Let $n$ is integer and we want to express it in terms of $10$ as $$n=R^3_k10^k+R^3_{k-1}10^{k-1} \cdots+ R^3_0$$ where $R_i\in \{\pm0,\pm 1,\pm 2,\ldots,\pm9\}$
Example : $37= 1^3\times10+3^3$
Algorithms: Let $$ n = Q_0 \cdot 10+R^3_0, $$
where $ |R_0| < 10$. Then, we can in turn represent
$$ Q_0 = Q_1 \cdot 10 + R^3_1, $$
where $ |R_1| < 10 $, and so on, so we can find $R_0, R_1, \dots$ with consecutive division by $10$ and taking remainders.

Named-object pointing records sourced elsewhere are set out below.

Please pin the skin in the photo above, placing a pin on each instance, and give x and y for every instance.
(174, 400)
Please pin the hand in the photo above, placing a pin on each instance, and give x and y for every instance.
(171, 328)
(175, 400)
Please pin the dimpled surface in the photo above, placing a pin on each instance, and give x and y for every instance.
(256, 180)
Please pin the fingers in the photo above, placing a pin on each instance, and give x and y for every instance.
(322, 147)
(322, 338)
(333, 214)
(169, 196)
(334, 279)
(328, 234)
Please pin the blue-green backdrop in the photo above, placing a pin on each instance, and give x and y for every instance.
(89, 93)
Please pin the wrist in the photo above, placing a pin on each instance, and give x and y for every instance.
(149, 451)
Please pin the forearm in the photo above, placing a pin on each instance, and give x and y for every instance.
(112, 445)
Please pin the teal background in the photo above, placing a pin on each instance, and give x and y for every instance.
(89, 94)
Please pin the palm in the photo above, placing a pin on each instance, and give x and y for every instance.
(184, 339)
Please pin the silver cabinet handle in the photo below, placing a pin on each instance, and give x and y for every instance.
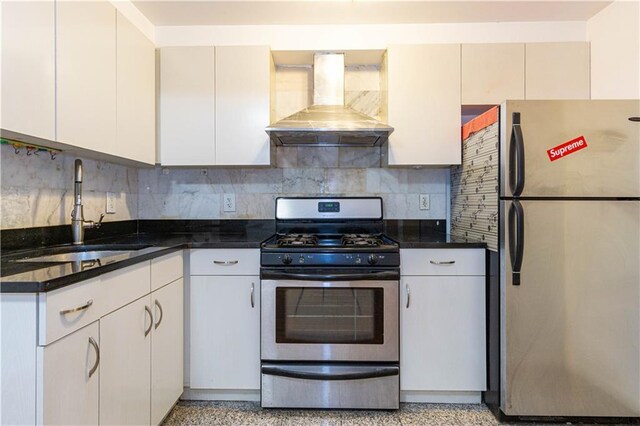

\begin{equation*} \begin{split} n&=Q_0\cdot 10+R^3_0 \\ Q_0&= Q_1\cdot 10+R^3_1 \\ Q_1&= Q_2\cdot 10+R^3_2 \\ \vdots &=\quad \vdots\\ Q_{k-2} &= Q_{k-1}\cdot 10+R^3_{k-1}\\ Q_{k-1} &= 0\cdot f + R^3_{k} \end{split} \end{equation*}
where $R_i\in \{\pm0,\pm 1,\pm 2,\ldots,\pm9\}$
Hence, $n=(R^3_k,R^3_{k-1}, \cdots, R^3_0)_{10}\quad \text{or simply} \quad [R_k,R_{k-1}, \cdots, R_0]$
Note: For each $Q$ there are $R^3$ and $-R^3_*$ such that $Q\equiv R^3\equiv -R^3_*\pmod{10}$
Example: \begin{equation*} \begin{split}531&=2^3\times 10^2+(-3)^3\times 10+1^3\\ &=(2^3,-3^3,1^3)_{10}\\ &=[2,-3,1] \end{split} \end{equation*}
here representation is not unique. for example
\begin{equation*} \begin{split}531 &=(2^3,-3^3,1^3)_{10}\\ &=(1^3,-2^3,-1^3,-4^3,-9^3)_{10}\\ &=[1,-2,-1,-4,-9] \end{split} \end{equation*}
Define function $D(n)$, calculate minimal degree to represent $n$ in terms of $10$ where coefficients are cube number less than $10^3$ and greater than $-10^3$
so $D(531)=2$ because we can express $531=2\times 10^2+(-3)^3\times 10+1^3$ have degree $2$ and smallest representation.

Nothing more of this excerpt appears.